The only thing that truly bothered me about this book was how Tropper used his skill with description to really go to town on women’s bodies, especially the older ones. Men were usually passed by with descriptors like “bald” or “rail-thin,” but women had their varicose veins and double chins described in painful detail. At one point, he refers to a group of them as “melting ice cream bars.” I just felt that in a story about family and the disillusionment life can bring, it was all so very unnecessary. Women’s bodies are the focus of so many articles and criticisms, and while I assume Tropper is describing the mind of a random thirty-something male very accurately, I wish it hadn’t been deemed necessary at all. Aging is something that happens to all of us, and men are given more of a pass than women for something we humans can’t avoid, and whether someone is seen as aging gracefully or not is their own business. What is done to your body, or isn’t, is up to you, and no one else really deserves an opinion. There is a point in this book where Judd ruminates on the fact that our thoughts are frequently selfish and unkind, and that if someone else were to hear them, they’d know we’re all just assholes in our heads, and to a point, I think that’s true. But it’s something of a pattern in this book, and it stood out to me in a way that seemed unneeded. The other thing that I noticed, but that didn’t bother me quite so much since it seems so prevalent, was that Judd is basically a Nice Guy. He’s only friends with Penny because he thinks she’s beautiful and he likes her, and he gets all upset when he sees her dating guys Judd deems unworthy of her. It’s okay to be just friends with a woman, Judd. Nothing wrong with being her shoulder to cry on while not also simultaneously wanting to get into her pants.

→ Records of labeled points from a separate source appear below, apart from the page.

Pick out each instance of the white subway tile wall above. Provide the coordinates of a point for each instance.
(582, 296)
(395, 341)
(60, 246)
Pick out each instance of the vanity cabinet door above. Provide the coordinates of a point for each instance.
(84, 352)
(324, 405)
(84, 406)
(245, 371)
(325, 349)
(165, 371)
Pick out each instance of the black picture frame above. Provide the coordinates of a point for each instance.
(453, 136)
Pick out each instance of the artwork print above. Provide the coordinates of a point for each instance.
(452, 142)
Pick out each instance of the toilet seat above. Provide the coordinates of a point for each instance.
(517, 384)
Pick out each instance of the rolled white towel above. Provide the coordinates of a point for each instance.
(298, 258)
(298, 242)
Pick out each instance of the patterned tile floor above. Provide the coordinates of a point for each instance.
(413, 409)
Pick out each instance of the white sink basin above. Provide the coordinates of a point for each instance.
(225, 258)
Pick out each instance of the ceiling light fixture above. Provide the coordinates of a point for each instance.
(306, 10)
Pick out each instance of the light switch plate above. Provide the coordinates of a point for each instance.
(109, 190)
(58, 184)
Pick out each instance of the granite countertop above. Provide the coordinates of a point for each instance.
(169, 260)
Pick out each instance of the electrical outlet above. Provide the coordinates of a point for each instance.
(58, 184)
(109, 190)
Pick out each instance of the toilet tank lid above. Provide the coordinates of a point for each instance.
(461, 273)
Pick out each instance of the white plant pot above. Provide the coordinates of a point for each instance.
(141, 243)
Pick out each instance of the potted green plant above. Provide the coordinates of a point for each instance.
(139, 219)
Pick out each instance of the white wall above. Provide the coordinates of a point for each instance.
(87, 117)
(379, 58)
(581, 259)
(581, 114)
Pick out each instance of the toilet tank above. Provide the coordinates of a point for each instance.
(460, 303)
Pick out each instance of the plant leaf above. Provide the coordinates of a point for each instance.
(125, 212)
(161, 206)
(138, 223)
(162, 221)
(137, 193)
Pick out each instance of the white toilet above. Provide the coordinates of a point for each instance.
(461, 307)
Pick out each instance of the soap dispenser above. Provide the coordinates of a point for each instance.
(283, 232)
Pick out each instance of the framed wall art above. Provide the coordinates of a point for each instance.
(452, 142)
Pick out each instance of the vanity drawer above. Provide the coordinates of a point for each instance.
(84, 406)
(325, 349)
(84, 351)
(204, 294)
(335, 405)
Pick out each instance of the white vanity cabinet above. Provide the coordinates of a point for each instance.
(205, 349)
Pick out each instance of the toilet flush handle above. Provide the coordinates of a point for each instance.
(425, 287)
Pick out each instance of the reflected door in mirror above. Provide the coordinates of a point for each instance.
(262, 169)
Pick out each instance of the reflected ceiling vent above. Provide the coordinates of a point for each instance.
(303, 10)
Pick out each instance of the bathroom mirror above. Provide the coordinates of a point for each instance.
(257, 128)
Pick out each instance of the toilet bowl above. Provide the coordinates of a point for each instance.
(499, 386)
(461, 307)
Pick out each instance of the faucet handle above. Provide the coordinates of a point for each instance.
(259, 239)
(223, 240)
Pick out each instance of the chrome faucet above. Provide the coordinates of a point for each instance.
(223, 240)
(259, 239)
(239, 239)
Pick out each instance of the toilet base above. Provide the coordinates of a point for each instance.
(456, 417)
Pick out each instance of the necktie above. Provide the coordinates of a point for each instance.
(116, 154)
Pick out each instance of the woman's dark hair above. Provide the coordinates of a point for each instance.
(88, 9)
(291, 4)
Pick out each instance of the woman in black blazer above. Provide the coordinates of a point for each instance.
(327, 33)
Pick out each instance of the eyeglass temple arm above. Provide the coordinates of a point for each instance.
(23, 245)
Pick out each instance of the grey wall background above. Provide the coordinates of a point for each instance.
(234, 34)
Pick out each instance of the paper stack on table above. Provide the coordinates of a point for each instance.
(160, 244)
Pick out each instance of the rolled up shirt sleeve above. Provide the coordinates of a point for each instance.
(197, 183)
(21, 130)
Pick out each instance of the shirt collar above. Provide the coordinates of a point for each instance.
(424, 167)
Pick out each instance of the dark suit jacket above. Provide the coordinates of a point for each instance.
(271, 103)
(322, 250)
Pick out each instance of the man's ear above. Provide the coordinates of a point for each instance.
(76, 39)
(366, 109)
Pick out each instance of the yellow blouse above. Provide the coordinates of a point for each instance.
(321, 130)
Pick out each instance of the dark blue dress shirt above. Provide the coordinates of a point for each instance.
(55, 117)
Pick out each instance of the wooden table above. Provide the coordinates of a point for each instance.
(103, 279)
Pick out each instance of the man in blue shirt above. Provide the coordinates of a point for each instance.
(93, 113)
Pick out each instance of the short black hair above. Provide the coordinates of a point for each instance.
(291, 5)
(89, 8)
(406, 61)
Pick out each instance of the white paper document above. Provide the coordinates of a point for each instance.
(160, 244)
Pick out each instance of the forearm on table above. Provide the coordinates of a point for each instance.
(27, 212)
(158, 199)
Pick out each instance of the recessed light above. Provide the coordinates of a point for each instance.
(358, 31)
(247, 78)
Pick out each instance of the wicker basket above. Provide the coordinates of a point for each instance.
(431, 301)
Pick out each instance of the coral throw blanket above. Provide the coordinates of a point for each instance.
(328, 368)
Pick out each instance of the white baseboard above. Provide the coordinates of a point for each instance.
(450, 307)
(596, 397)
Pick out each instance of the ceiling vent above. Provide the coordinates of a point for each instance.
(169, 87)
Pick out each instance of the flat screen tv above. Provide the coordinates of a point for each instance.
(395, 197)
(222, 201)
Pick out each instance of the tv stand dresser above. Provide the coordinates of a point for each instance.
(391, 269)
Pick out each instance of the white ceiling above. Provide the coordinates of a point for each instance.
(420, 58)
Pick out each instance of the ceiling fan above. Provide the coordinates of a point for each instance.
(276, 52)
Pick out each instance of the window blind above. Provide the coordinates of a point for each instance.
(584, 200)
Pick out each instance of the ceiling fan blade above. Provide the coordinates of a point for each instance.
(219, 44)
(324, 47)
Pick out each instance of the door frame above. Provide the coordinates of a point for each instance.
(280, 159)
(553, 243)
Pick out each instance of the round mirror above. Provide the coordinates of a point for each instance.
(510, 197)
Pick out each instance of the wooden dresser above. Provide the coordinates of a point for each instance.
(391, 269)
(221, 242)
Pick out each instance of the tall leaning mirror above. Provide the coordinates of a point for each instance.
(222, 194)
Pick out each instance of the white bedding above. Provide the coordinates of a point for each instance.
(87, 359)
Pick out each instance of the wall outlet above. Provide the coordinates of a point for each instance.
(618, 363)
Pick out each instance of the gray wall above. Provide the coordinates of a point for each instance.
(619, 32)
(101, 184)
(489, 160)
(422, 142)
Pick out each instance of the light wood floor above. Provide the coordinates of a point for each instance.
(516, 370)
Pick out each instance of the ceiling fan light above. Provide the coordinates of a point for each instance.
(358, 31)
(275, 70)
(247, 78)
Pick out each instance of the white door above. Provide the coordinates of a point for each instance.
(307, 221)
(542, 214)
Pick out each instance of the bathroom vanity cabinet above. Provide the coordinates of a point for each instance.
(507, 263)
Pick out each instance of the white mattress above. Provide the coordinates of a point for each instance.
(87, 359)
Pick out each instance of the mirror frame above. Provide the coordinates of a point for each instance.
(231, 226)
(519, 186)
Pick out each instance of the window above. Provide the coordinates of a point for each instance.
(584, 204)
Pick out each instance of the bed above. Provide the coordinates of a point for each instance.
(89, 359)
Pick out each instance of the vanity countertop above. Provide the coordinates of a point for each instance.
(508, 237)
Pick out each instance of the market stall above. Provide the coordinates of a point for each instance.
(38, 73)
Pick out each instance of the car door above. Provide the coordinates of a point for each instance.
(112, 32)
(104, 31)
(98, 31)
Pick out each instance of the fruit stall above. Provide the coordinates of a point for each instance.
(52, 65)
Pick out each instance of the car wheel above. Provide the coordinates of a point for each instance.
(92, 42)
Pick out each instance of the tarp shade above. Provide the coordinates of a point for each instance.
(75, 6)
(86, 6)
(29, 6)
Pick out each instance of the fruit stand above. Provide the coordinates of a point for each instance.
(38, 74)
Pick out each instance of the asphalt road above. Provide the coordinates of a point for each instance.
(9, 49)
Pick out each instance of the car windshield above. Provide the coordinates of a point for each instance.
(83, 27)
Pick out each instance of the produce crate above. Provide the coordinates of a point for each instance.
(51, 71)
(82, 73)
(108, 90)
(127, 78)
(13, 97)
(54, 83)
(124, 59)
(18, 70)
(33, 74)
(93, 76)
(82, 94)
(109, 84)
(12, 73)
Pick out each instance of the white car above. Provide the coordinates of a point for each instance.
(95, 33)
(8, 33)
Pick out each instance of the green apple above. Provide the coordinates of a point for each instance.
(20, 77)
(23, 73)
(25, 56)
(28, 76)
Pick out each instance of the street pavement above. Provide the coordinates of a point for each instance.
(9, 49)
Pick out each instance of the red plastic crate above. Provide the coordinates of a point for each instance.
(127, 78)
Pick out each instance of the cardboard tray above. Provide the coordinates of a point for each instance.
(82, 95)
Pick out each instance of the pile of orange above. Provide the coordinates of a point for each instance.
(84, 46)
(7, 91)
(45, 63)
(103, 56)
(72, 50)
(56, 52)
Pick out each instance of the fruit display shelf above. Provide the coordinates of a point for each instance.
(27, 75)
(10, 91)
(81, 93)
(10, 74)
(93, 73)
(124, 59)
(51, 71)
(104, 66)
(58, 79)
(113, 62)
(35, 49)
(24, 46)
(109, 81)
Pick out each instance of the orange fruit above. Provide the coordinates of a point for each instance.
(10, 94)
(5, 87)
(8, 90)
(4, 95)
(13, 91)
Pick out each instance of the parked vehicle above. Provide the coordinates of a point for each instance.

I liked this one a lot. So much. Such a quick and easy read, such an interesting journey to follow, such a great cast of characters. I recommend this one highly.
Finally, some quotes that I just loved:
- “marrying [my mother] was like joining the chorus”
- “[my father was] a lifelong member of the Church of Shit or Get Off the Can”
- “you get married to have an ally against your family”
- “at some point you lose sight of your actual parents; you just see a basketful of history and unresolved issues”
- “You never know when it will be the last time you’ll see your father, or kiss your wife, or play with your little brother, but there’s always a last time. If you could remember every last time, you’d never stop grieving.”